CAPITOLO 16 - TRA LE RIGHE
All'ennesimo falso sorriso, avevo i muscoli della mascella indolenziti. "Quanta gente intende salutare Valerio?" lo studiai di sottecchi, consapevole che né lui né le persone con cui parlava fossero realmente interessati a me: mi aveva trascinato negli horrea per dimostrare il suo successo di mercante. Era evidente. "Un narcisista, approfittatore, insensibile!" proprio non capivo perché piacesse tanto al nonno.
«Su, vieni» la voce squillante di Valerio sovrastò il brusio «Devo trattare coi miei sutores di fiducia, o rischio di andare al Nord senza dei calzari decenti.»
«Al Nord?» forse, quella tortura stava giungendo al termine «Sei in partenza?»
«Siamo in partenza» mi corresse «Io e Magio soggiorneremo a Cremona per qualche settimana: lasciarlo andare da solo sarebbe stato scortese. Non trovi, Publio?»
Provai a restare impassibile, ma il mio viso si contrasse in una smorfia.
«Posso chiamarti Publio, vero?»
"Nemmeno per sogno" non avrei concesso una confidenza del genere a uno sconosciuto. «Il nonno preferisce il nome della gens.»
Valerio sbatté le palpebre, indeciso su come ribattere. Poi, mi diede una pacca sulla spalla. «Non potrei mai contraddire Magio! Lo stimo molto, sai? Se ci fossero più uomini uguali a lui, la Repubblica navigherebbe in acque limpide». Fece per entrare nella bottega dei sutores; dopo si girò verso di me e mi toccò di nuovo, stavolta scompigliandomi i capelli. «Hai fame? C'è un'ottima taberna all'angolo dove lavorano dei miei ex-dipendenti.»
«Sei parecchio popolare negli horrea» constatai con un briciolo di esasperazione di cui Valerio non si accorse. Al contrario, sorrise compiaciuto.

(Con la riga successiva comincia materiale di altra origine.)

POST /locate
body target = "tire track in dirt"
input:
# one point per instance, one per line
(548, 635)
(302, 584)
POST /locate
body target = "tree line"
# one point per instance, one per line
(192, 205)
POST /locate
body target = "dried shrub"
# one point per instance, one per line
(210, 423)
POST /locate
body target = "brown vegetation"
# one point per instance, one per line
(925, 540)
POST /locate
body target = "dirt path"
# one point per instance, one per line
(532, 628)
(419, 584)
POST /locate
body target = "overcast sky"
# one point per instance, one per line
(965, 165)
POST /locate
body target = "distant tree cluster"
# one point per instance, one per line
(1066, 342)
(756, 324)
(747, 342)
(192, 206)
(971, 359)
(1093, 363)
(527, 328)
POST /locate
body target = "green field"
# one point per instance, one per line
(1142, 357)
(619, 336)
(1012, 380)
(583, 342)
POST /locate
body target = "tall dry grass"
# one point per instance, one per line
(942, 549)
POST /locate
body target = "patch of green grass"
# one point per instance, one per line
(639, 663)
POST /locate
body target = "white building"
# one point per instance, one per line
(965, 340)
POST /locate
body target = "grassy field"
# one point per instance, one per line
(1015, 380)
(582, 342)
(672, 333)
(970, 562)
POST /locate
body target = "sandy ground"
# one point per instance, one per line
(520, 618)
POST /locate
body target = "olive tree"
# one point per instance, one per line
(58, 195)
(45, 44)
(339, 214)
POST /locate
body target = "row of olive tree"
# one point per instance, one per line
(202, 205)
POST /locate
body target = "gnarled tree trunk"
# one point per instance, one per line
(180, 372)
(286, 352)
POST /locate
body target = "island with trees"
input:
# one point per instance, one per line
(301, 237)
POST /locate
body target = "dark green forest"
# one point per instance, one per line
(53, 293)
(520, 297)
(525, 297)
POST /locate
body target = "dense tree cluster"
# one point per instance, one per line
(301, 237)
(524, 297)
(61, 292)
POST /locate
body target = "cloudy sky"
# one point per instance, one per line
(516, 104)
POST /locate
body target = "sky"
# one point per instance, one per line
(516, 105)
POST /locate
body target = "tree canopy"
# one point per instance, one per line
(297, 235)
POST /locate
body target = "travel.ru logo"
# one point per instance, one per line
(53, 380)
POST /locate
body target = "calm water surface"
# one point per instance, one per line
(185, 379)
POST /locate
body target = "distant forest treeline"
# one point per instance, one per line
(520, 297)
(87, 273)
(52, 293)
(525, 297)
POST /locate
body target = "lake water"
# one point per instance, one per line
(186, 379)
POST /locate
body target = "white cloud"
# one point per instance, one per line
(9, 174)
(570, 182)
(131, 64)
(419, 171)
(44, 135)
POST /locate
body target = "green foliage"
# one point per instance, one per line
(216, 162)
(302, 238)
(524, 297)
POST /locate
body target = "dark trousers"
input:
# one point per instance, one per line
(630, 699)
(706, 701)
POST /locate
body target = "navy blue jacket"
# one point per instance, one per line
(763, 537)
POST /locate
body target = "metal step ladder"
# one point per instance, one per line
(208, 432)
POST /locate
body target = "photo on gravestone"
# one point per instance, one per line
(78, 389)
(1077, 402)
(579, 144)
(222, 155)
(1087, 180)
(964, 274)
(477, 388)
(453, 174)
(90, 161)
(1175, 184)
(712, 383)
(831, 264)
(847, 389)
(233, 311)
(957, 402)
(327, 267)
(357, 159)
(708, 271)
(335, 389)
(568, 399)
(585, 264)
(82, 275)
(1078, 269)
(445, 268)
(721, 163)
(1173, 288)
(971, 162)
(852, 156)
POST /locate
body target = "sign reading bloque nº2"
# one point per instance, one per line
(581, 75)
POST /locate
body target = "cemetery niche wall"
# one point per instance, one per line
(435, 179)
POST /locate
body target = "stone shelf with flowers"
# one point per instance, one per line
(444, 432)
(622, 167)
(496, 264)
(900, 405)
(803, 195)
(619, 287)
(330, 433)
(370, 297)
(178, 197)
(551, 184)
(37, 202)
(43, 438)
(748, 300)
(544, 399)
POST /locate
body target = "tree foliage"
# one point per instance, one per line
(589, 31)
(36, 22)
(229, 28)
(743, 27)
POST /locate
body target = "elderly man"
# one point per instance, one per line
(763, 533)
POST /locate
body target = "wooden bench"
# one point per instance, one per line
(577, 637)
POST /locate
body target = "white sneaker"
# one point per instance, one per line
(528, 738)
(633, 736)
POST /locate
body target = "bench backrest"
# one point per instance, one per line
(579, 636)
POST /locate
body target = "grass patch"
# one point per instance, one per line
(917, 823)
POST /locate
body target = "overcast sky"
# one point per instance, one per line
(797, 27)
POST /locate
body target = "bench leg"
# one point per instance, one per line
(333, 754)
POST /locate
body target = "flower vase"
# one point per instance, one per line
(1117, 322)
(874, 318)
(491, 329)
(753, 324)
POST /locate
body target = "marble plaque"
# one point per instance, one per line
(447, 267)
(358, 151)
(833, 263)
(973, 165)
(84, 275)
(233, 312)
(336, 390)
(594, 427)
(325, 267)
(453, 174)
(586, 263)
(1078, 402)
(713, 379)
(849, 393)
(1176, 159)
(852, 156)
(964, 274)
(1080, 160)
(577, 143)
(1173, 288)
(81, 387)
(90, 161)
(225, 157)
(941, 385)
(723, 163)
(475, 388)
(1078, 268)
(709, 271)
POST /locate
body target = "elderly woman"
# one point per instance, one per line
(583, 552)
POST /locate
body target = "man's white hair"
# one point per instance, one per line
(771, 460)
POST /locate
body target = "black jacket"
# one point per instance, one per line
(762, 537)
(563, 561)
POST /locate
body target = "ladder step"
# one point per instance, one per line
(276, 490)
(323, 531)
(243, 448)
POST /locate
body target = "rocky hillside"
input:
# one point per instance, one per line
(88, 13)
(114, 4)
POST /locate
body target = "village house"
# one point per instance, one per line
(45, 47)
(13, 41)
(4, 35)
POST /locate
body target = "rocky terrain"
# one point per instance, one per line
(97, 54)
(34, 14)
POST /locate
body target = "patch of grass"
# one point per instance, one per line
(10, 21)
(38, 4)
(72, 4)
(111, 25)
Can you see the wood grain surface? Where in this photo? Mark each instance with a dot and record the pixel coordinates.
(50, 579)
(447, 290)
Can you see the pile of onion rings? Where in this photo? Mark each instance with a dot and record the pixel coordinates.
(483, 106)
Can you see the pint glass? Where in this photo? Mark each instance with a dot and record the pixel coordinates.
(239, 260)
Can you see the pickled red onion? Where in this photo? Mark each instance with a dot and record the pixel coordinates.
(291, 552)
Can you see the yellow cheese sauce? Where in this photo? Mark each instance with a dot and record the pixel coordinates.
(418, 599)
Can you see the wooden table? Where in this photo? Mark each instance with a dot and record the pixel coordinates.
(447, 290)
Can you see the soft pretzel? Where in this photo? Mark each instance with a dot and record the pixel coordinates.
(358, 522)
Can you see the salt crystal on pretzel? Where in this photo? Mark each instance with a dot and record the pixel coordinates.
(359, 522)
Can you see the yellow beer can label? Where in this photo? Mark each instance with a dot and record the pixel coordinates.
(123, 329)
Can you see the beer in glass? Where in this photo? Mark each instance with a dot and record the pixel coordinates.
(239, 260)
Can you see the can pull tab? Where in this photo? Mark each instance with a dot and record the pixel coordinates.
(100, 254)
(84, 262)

«È l'arte del commercio» dichiarò, gonfiando il torace «Di questi tempi, la fiducia scarseggia e vale più della moneta: se saprai guadagnarla, avrai tessuto una rete in grado di resistere alle incertezze del Presente.»
«Più la rete è spessa, più pesci potrai pescare.»
Le mie parole non volevano essere una provocazione – almeno, non in maniera consapevole – eppure l'offesero. Valerio serrò le labbra ed entrò nella bottega. «Un buon mercante non sfrutta la fiducia che gli viene data» precisò, un attimo prima di esaminare i calzari da viaggio.
Io rimasi in disparte, pentito di quel commento infelice. "Ho esagerato" mi ripetevo "Forse, sto riversando su di lui i miei malumori". Poi, vidi Valerio lanciarmi un'occhiata di sfida.
«Tutto ciò che è di Magio, presto, sarà mio!» ghignò.
«No... non puoi...» indietreggiai. Intanto, la sua ombra si allungava fino a coprire l'intero pavimento. Oscurò i mobili, i clienti, i muri e proseguì nel cielo, spazzando via le nuvole candide e spegnendo il Sole. «Fermati!»
«Virgilio, ti senti bene?» era ancora Valerio, ma aveva un'aria turbata «Sei pallido. Siediti.»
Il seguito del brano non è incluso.